Alongside United Nations peacekeepers, a few police patrols were seen on the streets of Goma, a city of around one million people that is the hub of the resource-rich area. Some 600 government soldiers are also reported to be on their way to Goma.
But Rwanda also said on Sunday that Hutu extremist FDLR rebels based in DR Congo – Rwandans who fled the country following the 1994 genocide of mainly Tutsis – had clashed on the border with Rwandan troops, but were repulsed.
UN experts have accused Rwanda and Uganda – which played active roles in DR Congo’s 1996-2003 wars – of supporting M23, a charge both countries deny.
But Rwandan army spokesman Joseph Nzabamwita accused the FDLR rebels of “having received heavy arms and ammunition” from DR Congo’s army “to destabilise Rwanda.”
The UN-backed Radio Okapi – a key source of independent news, broadcasting in French and four local languages – has also been jammed since late Saturday, officials said, after it aired an interview with M23 political leader Jean-Marie Runiga.
Its jamming is “troubling and regrettable”, head of UN mission in DR Congo Roger Meece said in a statement.
The rebels’ lightning capture of Goma last week – eight months after they launched their uprising – sparked fear of a wider war and major humanitarian crisis.
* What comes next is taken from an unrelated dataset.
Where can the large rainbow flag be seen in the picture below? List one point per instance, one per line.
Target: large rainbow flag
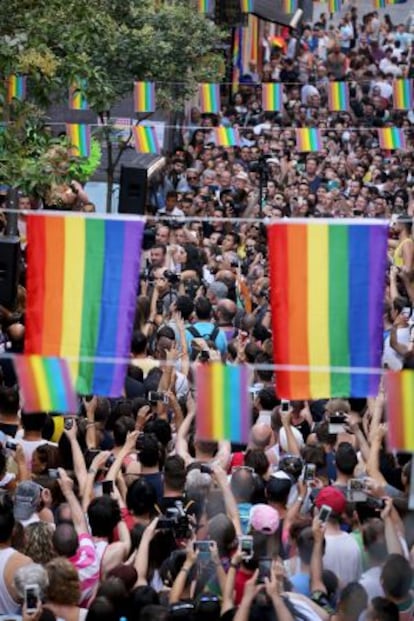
(327, 291)
(82, 279)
Their pullout was widely welcomed.
The region has already been the cradle of back-to-back wars that embroiled other nations from 1996 to 2003 fought largely over its vast wealth of copper, diamonds, gold and key mobile phone component coltan.
Residents were wary of the arrival of government soldiers, who, like the rebels, have been accused of the killings of civilians, rape and looting during the latest unrest.
“They used to intimidate you and ask you for money,” said Angeline, a Goma resident who only gave her first name.
“Of course we’re a little worried... what we want is peace,” she added, sitting at her small market stall, empty of goods.
‘The war is far from over’
Singing songs and waving guns, M23 fighters crammed on to a convoy of looted trucks left Goma on Saturday, taking heavy weaponry and ammunition seized when Congo’s army fled in disarray.
But the rebels remain just outside Goma, having pledged to withdraw only 20 kilometres under a regionally brokered deal, with complex negotiations now to focus on their demands, which include political reform.
Jason Stearns, an independent analyst, warned the withdrawal “is just a tactical retreat and the war is far from over”.
UN peacekeepers, who were unable to stop the rebel sweep across the east, said they had no plans to boost its current force of 1,600 troops in Goma, said spokesman Madnodje Mounoubai.
Under the deal agreed by the rebels, the M23 will post 100 men at Goma airport alongside similar numbers of government troops, soldiers from neighbouring Tanzania and UN peacekeepers.
M23 was founded by former fighters in a Tutsi rebel group whose members were integrated into the regular army under a 2009 peace deal that they claim was never fully implemented. Several of its leaders have been hit by UN sanctions over alleged atrocities.
Decades of conflict between multiple militia forces – as well as meddling by regional armies – have ravaged Congo’s east.
Britain on Friday froze US$33.7 million in aid to Rwanda following what it said was “credible and compelling reports of Rwandan involvement with M23”.
Aid agencies are struggling to cope with the newly displaced, with some 285,000 people having fled their homes since the rebels began their uprising in April.